Acción procedente La acción de reparación directa es el medio de control idóneo para perseguir la declaratoria de responsabilidad patrimonial del Estado cuando el daño invocado proviene de un hecho, omisión, operación administrativa o cualquier otra actuación estatal distinta a un contrato estatal o un acto administrativo, en este caso por hechos imputables a la administración de justicia. 3.

Vigencia de la acción Con el propósito de otorgar seguridad jurídica, de evitar la parálisis del tráfico jurídico dejando situaciones indefinidas en el tiempo, el legislador, apuntando a la protección del interés general[12], estableció unos plazos para poder ejercer oportunamente cada uno de los medios de control judicial. Estos plazos resultan ser razonables, perentorios, preclusivos, improrrogables, irrenunciables y de orden público, por lo que su vencimiento, sin que el interesado hubiese elevado la solicitud judicial, implica la extinción del derecho de accionar, así como la consolidación de las situaciones que se encontraban pendientes de solución. El establecimiento de dichas oportunidades legales pretende, además, la racionalización de la utilización del aparato judicial, lograr mayor eficiencia procesal, controlar la libertad del ejercicio del derecho de acción[13], ofrecer estabilidad del derecho de manera que las situaciones controversiales que requieran solución por los órganos judiciales adquieran firmeza, estabilidad y con ello seguridad, solidificando y concretando el concepto de derechos adquiridos.

Este fenómeno procesal, de carácter bipolar, en tanto se entiende como límite y garantía a la vez, se constituye en un valioso instrumento que busca la salvaguarda y estabilidad de las relaciones jurídicas, en la medida en que su ocurrencia impide que estas puedan ser discutidas indefinidamente. La caducidad, en la primera de sus manifestaciones, es un mecanismo de certidumbre y seguridad jurídica, pues con su advenimiento de pleno derecho y mediante su reconocimiento judicial obligatorio cuando el operador la halle configurada, se consolidan los derechos de los actores jurídicos que discuten alguna situación; sin embargo, en el anverso, la caducidad se entiende también como una limitación de carácter irrenunciable al ejercicio del derecho de acción, resultando como una sanción ipso iure[14] que opera por la falta de actividad oportuna en la puesta en marcha del aparato judicial para hacer algún reclamo o requerir algún reconocimiento o protección de la justicia[15], cuya consecuencia, por demandar más allá del tiempo concedido por la ley procesal, significa la pérdida de la facultad potestativa de accionar.
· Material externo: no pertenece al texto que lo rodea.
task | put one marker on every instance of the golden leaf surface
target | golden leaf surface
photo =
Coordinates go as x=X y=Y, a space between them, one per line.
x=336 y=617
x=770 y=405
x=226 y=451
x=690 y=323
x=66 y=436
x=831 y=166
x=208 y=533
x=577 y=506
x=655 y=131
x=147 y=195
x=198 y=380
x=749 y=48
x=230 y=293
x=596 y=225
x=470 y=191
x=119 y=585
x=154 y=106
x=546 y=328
El artículo 136 del Código Contencioso Administrativo, señala que la acción de reparación directa caducará al vencimiento del plazo de dos (2) años contados a partir del día siguiente del acaecimiento del hecho, omisión u operación administrativa o de ocurrida la ocupación temporal o permanente del inmueble de propiedad ajena por causa de trabajo público o por cualquiera otra causa.

La Sección Tercera de esta Corporación ha indicado, de manera reiterada, que cuando el daño alegado proviene de la privación injusta de la libertad de una persona, el término de caducidad empieza a contabilizarse a partir del día siguiente de la ejecutoria de la providencia que precluye la investigación, de la sentencia absolutoria o desde el momento en que quede en libertad el procesado, lo último que ocurra, puesto que a partir de ese momento se hace evidente el carácter injusto de la limitación del derecho a la libertad[16].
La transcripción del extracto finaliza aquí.